MSRTrack: LLM-Powered Object Tracking with Motion and Semantic Reasoning
Abstract
State-of-the-art object trackers primarily model appearance relations between the image template and the search region with Siamese networks. However, this well-established approach has a limited ability to leverage both motion and semantic cues of the target object, leading to increasing errors in challenging scenarios like drastic appearance changes and similar-looking distractors. To address the above weaknesses, we propose a novel tracking framework with Motion and Semantic Reasoning (MSRTrack), integrating short-term motion modeling and distinctive semantic features for robust tracking across diverse conditions.
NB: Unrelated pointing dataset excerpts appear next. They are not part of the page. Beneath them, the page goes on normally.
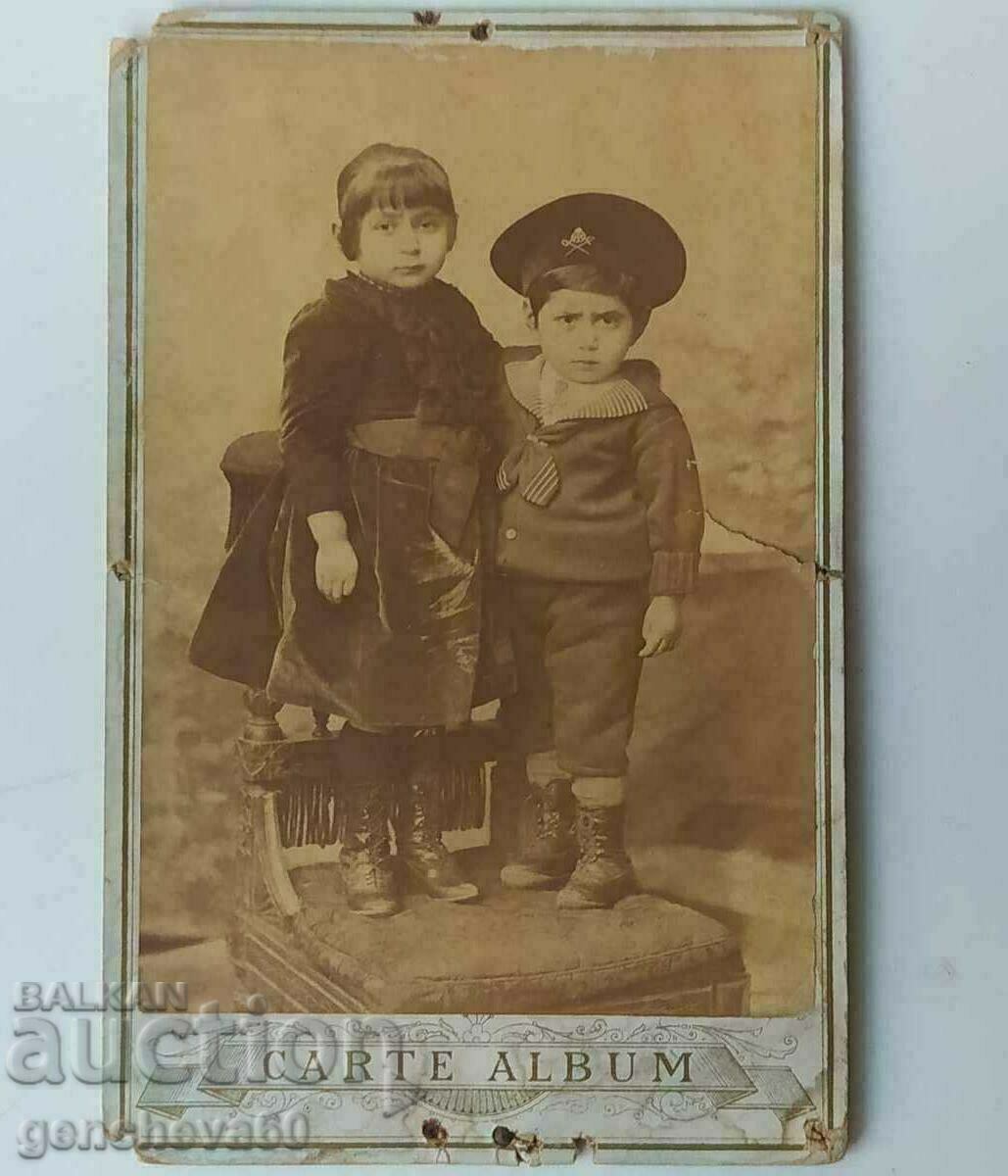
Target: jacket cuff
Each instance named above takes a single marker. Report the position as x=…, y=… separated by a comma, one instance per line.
x=673, y=573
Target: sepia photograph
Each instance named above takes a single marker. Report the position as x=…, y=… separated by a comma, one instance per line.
x=484, y=479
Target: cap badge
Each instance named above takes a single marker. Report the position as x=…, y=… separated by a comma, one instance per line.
x=578, y=241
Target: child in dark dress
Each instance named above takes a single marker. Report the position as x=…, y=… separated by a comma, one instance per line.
x=376, y=559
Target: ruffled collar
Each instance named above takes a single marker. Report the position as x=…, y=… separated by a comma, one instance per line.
x=529, y=379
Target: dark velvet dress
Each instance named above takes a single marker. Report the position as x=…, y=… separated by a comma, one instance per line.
x=385, y=399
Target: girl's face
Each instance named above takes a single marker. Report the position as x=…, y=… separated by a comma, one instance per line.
x=585, y=336
x=403, y=247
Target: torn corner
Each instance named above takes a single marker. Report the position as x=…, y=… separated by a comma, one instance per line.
x=823, y=27
x=121, y=50
x=826, y=1145
x=178, y=17
x=584, y=1148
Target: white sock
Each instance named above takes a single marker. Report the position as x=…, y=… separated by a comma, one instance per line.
x=600, y=792
x=543, y=767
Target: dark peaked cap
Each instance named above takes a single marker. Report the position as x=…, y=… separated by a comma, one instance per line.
x=594, y=228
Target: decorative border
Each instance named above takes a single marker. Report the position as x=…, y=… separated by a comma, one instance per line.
x=127, y=122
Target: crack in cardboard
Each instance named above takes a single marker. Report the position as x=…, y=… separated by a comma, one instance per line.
x=821, y=570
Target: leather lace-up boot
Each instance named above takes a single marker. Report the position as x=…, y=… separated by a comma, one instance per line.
x=419, y=826
x=548, y=852
x=604, y=873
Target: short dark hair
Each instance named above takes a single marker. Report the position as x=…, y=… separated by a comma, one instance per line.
x=590, y=279
x=387, y=176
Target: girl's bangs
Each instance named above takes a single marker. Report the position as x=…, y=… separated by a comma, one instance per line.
x=408, y=187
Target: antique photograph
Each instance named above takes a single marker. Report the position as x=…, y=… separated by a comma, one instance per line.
x=481, y=491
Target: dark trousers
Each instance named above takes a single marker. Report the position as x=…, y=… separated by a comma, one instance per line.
x=576, y=651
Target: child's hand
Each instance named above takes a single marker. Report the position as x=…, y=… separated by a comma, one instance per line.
x=663, y=626
x=336, y=569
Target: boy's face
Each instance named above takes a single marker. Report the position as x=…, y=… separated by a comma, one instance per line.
x=585, y=336
x=403, y=247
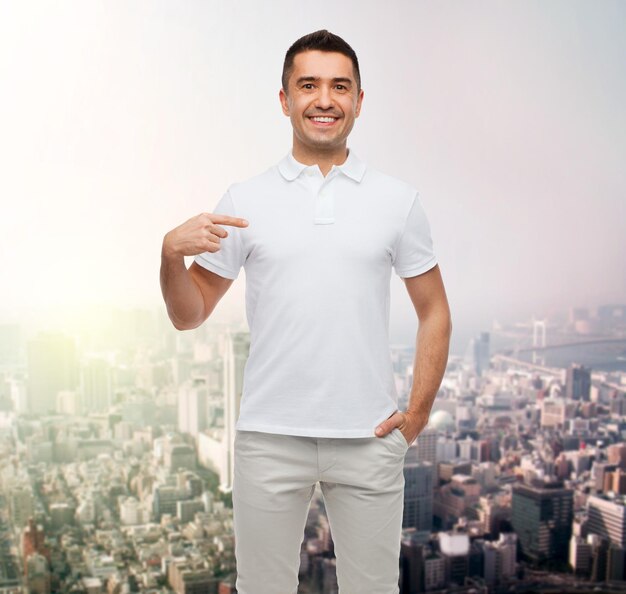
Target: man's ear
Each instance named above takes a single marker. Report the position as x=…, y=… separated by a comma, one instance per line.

Powered by vision large language models (VLLMs) and the Segment Anything Model 2 (SAM2), MSRTrack identifies unique semantic attributes of the target, exploits motion cues across consecutive frames, and complements appearance-based trackers with strong semantic and dynamic reasoning capabilities. Unlike previous vision language tracking (VLT) methods that rely on broad captioning, MSRTrack automatically focuses on a concise set of key semantic attributes of the target, substantially improving target lost recovery and distractor rejection. MSRTrack achieves state-of-the-art performance across multiple tracking benchmarks, with 2.2% improvement on the LaSOT dataset, 9.5% improvement on the VastTrack dataset, and 1.4% on the TNL2K dataset.